Abstract

A daily dietary assessment method named 24-hour dietary recall has commonly been used in nutritional epidemiology studies to capture detailed information of the food eaten by the participants to help understand their dietary behaviour. However, in this self-reporting technique, the food types and the portion size reported highly depends on users' subjective judgement which may lead to a biased and inaccurate dietary analysis result. As a result, a variety of visual-based dietary assessment approaches have been proposed recently. While these methods show promises in tackling issues in nutritional epidemiology studies, several challenges and forthcoming opportunities, as detailed in this study, still exist. This study provides an overview of computing algorithms, mathematical models and methodologies used in the field of image-based dietary assessment.

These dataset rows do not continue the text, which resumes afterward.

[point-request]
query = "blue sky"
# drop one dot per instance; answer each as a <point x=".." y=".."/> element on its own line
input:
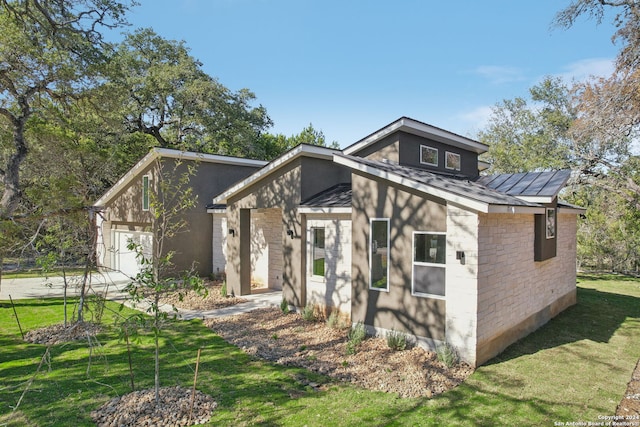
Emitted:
<point x="350" y="67"/>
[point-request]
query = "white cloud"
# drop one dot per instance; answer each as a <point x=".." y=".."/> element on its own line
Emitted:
<point x="586" y="69"/>
<point x="498" y="74"/>
<point x="478" y="118"/>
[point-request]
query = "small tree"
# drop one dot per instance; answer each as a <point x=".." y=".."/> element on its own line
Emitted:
<point x="169" y="201"/>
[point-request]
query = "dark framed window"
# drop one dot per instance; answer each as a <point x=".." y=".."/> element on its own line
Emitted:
<point x="428" y="155"/>
<point x="145" y="193"/>
<point x="550" y="223"/>
<point x="429" y="259"/>
<point x="452" y="161"/>
<point x="318" y="256"/>
<point x="379" y="254"/>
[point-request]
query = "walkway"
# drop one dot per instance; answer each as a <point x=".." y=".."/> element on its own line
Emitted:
<point x="114" y="284"/>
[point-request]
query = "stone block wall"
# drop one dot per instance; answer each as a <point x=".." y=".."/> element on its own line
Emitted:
<point x="461" y="290"/>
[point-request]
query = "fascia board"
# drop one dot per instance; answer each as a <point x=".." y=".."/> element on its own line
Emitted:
<point x="157" y="152"/>
<point x="421" y="129"/>
<point x="572" y="210"/>
<point x="409" y="183"/>
<point x="210" y="158"/>
<point x="325" y="210"/>
<point x="300" y="150"/>
<point x="511" y="209"/>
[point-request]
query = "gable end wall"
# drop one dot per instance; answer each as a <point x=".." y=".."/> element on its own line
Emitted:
<point x="517" y="295"/>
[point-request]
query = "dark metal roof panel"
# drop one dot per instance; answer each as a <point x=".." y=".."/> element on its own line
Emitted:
<point x="338" y="196"/>
<point x="458" y="186"/>
<point x="545" y="184"/>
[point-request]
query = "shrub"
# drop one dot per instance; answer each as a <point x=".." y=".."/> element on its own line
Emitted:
<point x="284" y="306"/>
<point x="309" y="313"/>
<point x="335" y="321"/>
<point x="223" y="289"/>
<point x="447" y="354"/>
<point x="396" y="341"/>
<point x="356" y="335"/>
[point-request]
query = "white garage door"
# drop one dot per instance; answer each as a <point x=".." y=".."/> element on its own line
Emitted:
<point x="329" y="263"/>
<point x="124" y="260"/>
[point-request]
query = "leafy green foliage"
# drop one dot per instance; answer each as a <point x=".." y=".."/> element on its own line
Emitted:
<point x="284" y="306"/>
<point x="356" y="335"/>
<point x="396" y="341"/>
<point x="531" y="384"/>
<point x="526" y="136"/>
<point x="309" y="313"/>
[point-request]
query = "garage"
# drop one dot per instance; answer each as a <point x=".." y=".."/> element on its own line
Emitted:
<point x="124" y="260"/>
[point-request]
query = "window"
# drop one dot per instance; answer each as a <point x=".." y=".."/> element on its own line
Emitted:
<point x="379" y="254"/>
<point x="551" y="223"/>
<point x="145" y="193"/>
<point x="317" y="252"/>
<point x="428" y="155"/>
<point x="452" y="161"/>
<point x="429" y="259"/>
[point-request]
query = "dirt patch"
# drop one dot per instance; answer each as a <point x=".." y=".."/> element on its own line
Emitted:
<point x="630" y="404"/>
<point x="289" y="340"/>
<point x="191" y="300"/>
<point x="139" y="409"/>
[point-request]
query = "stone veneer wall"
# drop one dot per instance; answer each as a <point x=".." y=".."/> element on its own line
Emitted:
<point x="219" y="243"/>
<point x="516" y="295"/>
<point x="266" y="247"/>
<point x="461" y="291"/>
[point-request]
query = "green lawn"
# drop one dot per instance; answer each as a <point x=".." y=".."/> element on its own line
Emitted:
<point x="573" y="369"/>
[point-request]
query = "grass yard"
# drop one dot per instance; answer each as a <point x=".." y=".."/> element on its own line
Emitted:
<point x="574" y="369"/>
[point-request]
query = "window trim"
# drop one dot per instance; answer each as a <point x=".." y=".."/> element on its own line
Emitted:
<point x="370" y="252"/>
<point x="146" y="187"/>
<point x="546" y="223"/>
<point x="429" y="148"/>
<point x="446" y="161"/>
<point x="426" y="264"/>
<point x="311" y="253"/>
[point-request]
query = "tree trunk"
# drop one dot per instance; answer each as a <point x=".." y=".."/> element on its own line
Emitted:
<point x="11" y="178"/>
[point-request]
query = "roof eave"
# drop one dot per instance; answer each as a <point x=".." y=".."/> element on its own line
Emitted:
<point x="415" y="127"/>
<point x="296" y="152"/>
<point x="537" y="199"/>
<point x="158" y="152"/>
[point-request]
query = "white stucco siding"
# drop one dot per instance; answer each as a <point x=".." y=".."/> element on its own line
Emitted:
<point x="333" y="291"/>
<point x="266" y="248"/>
<point x="461" y="281"/>
<point x="512" y="287"/>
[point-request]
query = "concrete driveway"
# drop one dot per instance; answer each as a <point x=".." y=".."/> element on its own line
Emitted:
<point x="114" y="283"/>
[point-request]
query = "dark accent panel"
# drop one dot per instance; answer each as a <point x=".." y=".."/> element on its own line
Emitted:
<point x="245" y="251"/>
<point x="544" y="248"/>
<point x="320" y="174"/>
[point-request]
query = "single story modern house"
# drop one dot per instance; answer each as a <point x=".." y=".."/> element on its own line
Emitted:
<point x="124" y="212"/>
<point x="400" y="231"/>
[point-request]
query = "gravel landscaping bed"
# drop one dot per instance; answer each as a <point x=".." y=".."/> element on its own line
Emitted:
<point x="192" y="301"/>
<point x="289" y="340"/>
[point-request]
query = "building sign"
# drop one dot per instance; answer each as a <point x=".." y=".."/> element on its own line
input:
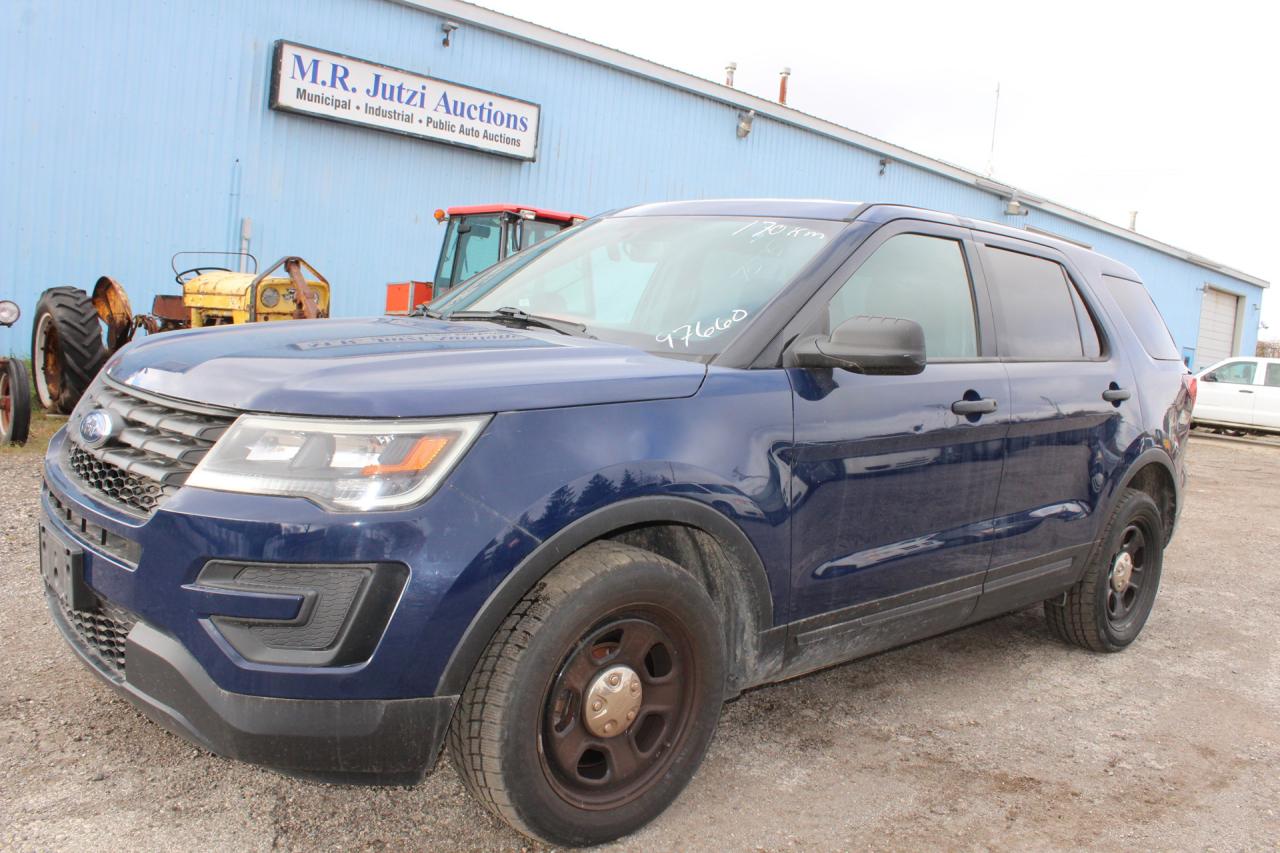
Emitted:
<point x="342" y="89"/>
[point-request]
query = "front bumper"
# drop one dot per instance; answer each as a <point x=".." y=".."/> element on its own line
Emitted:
<point x="352" y="740"/>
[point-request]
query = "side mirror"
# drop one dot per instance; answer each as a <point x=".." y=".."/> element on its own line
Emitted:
<point x="869" y="345"/>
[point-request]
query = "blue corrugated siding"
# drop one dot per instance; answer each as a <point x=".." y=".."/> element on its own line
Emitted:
<point x="133" y="132"/>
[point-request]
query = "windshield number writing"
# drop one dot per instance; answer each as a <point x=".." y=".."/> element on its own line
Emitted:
<point x="688" y="332"/>
<point x="768" y="228"/>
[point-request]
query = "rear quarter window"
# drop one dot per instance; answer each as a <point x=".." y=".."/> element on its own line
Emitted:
<point x="1144" y="318"/>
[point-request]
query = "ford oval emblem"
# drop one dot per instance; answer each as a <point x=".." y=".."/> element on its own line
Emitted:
<point x="97" y="428"/>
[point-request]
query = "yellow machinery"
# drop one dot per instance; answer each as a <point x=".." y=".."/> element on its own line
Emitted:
<point x="218" y="297"/>
<point x="67" y="346"/>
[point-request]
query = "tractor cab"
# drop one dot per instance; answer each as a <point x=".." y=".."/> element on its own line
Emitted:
<point x="479" y="236"/>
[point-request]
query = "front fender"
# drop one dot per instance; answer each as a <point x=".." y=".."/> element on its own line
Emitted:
<point x="656" y="509"/>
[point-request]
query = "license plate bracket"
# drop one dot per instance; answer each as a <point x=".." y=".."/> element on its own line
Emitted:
<point x="62" y="564"/>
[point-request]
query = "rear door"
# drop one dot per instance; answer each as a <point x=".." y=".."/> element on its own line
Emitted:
<point x="1073" y="411"/>
<point x="1266" y="405"/>
<point x="894" y="492"/>
<point x="1228" y="392"/>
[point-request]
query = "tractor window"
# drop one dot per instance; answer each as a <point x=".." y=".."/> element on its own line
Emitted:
<point x="536" y="231"/>
<point x="478" y="246"/>
<point x="471" y="245"/>
<point x="444" y="267"/>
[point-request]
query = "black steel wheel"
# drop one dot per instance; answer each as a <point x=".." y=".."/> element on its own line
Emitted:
<point x="1109" y="607"/>
<point x="594" y="703"/>
<point x="617" y="706"/>
<point x="14" y="402"/>
<point x="67" y="347"/>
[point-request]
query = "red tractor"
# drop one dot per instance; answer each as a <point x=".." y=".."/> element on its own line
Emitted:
<point x="478" y="237"/>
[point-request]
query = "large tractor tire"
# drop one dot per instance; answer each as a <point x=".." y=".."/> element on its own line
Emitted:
<point x="14" y="404"/>
<point x="65" y="347"/>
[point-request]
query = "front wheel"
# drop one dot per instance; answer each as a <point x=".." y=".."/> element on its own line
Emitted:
<point x="65" y="347"/>
<point x="1107" y="609"/>
<point x="14" y="402"/>
<point x="594" y="703"/>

It also provides a comprehensive comparison of the state of the art approaches in food recognition and volume/weight estimation in terms of their processing speed, model accuracy, efficiency and constraints. It will be followed by a discussion on deep learning method and its efficacy in dietary assessment. After a comprehensive exploration, we found that integrated dietary assessment systems combining with different approaches could be the potential solution to tackling the challenges in accurate dietary intake assessment.

Highlights

  • A RECENT National Health Service (NHS) survey [1] in England reported that the proportion of adults who were obese or overweight was 26% and 36% respectively in 2016

  • It starts from generating descriptors based on Difference of Gaussian (DoG) and Scale Invariant Feature Transform (SIFT)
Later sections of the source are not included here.